За окнами проплывали озера.
В деревне я без труда отыскал богатую и видную избу его родичей, – я спросил, где Коля, и они сказали, что он в роще.
– Где?
– А вот там.
Он лежал на самой опушке, блаженствовал, кейфовал – руки под голову, глаза воткнул в небо, а рядом в пучках желтевшей травы валялись какие-то книжки. Коля был разморен лесом, вял, расслаблен, но его вполне хватило, чтобы обрадоваться и даже замахать руками. Портфель был со мной, одну бутылку решено было распить тут же. Закусывали спелым горохом – клин поля выходил прямо к опушке, как по заказу. Мы болтали, а солнце садилось; мы открыли и вторую бутылку, потому что лучшей минуты, чем закат, все равно не жди.
Когда-то Коля Оконников кончал Институт архитектуры. И шесть лет работал по специальности, все честь честью. Потом увлекся кино. Закончил Мастерскую и теперь время от времени сочинял сценарии и бранил режиссеров, если фильмы получались серые. Это и называется – быть сценаристом. То есть тут обязательно кем-то сначала быть и что-то бросить. А потом увлечься кино. И бегать всюду со своими сценариями и бранить режиссеров. Это как бы даже не профессия. А образ жизни.
– Такая судьба! – говорил Коля. Рассказывал о себе.
Я спросил:
– А во ВГИКе?
– Что?
– Я слышал, ты там преподаешь.
– Очень мало. Рассказываю ребятишкам об архитектуре. О живописи. О греческой скульптуре.
– Тебе интересно?
– Я это люблю…
Потом о себе рассказывал я. Потом он. Потом я. И так далее. Сначала Коля (новый Коля Оконников, узнаваемый заново) вырисовывался для меня человеком жалующимся и в какой-то мере разбросавшимся. Ни то ни се. Потому что, когда слушаешь, хочется поскорее навязать человеку какой-то смысл. Засунуть его в некий ящичек с известным названием.
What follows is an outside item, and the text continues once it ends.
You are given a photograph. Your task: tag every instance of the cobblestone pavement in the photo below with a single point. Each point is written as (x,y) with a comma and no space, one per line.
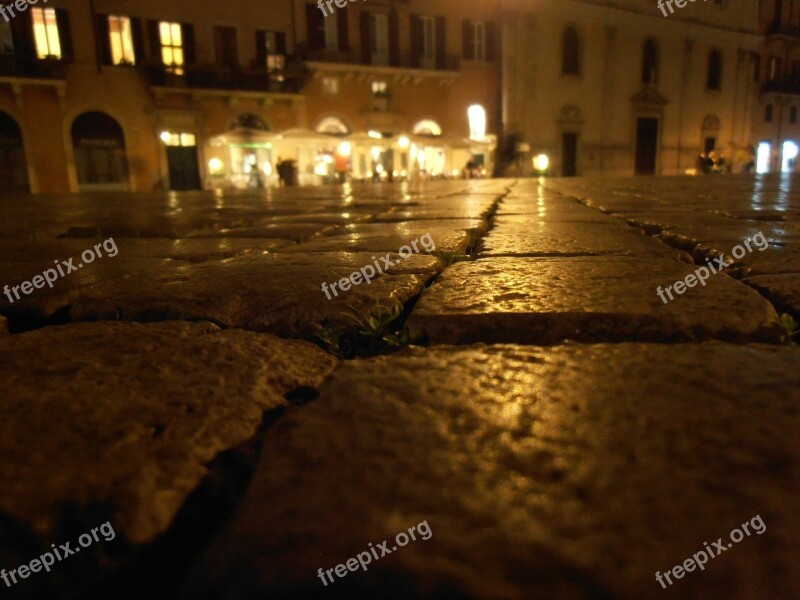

С ярлычком. Но очень скоро я понял, что прибедняется он собеседника ради и что он ничуть не разбросался, а, пожалуй, даже счастлив и везуч. Он сидел на желтеющей траве, рассказывал, сыпал киношными новостями, слушал меня – и, чего доброго, в свою очередь навязывал мне смысл и ярлык.
И как раз поодаль прошла корова с погремушкой на шее – ее гнал пацаненок с льняными волосами. Был закат, и пацаненок был как ангел. Корова со звонком прошла совсем близко, обвела нас покорным коровьим оком, – а я спросил Колю, навесил ли он мне ярлык. Звонок, чтобы знать направление, в котором искать чужую душу. Как ищут загулявшуюся и задумавшуюся корову поздним вечером в сплошном тумане.
– Навесил, – тут же сказал, ответил Коля, – а как же без этого? Без этого мы не можем.
Мы посмеялись – давненько, дескать, не виделись, и потому все как бы заново. Вот тут Коля предложил открыть вторую бутылку. А я поддержал: конечно, Коля, она за этим сюда и приехала.
Между прочим я спросил:
– А как у тебя дома? Как жена?.. У тебя, говорят, не жена, а чудо!
«Чудо» – это у меня само собой сказалось, для смазки разговора. Для мягкости, что ли, душевной. На что обычно всякий клюет. И начинает о жене, о себе, о жизни.
Но Коля не клюнул:
– Смеешься?
Впрочем, говорить о женах мы не любили.
Каждому досталось что-то свое, и это всё, и точнее эту мысль не выразить. Моя не была «горластой», как у него. Моя была молоденькой и милой. Но зато она заставляла меня спасать наше кино.
Я вспомнил, зачем приехал. И спросил:
– Твои «Всадники» трудно сочинялись?
Это был тот самый сценарий – их, совместный.
– Фильм как фильм.
– Пейзажи у вас там великолепные… Скажи, Коля, это ведь Старохатов написал сценку, что у реки?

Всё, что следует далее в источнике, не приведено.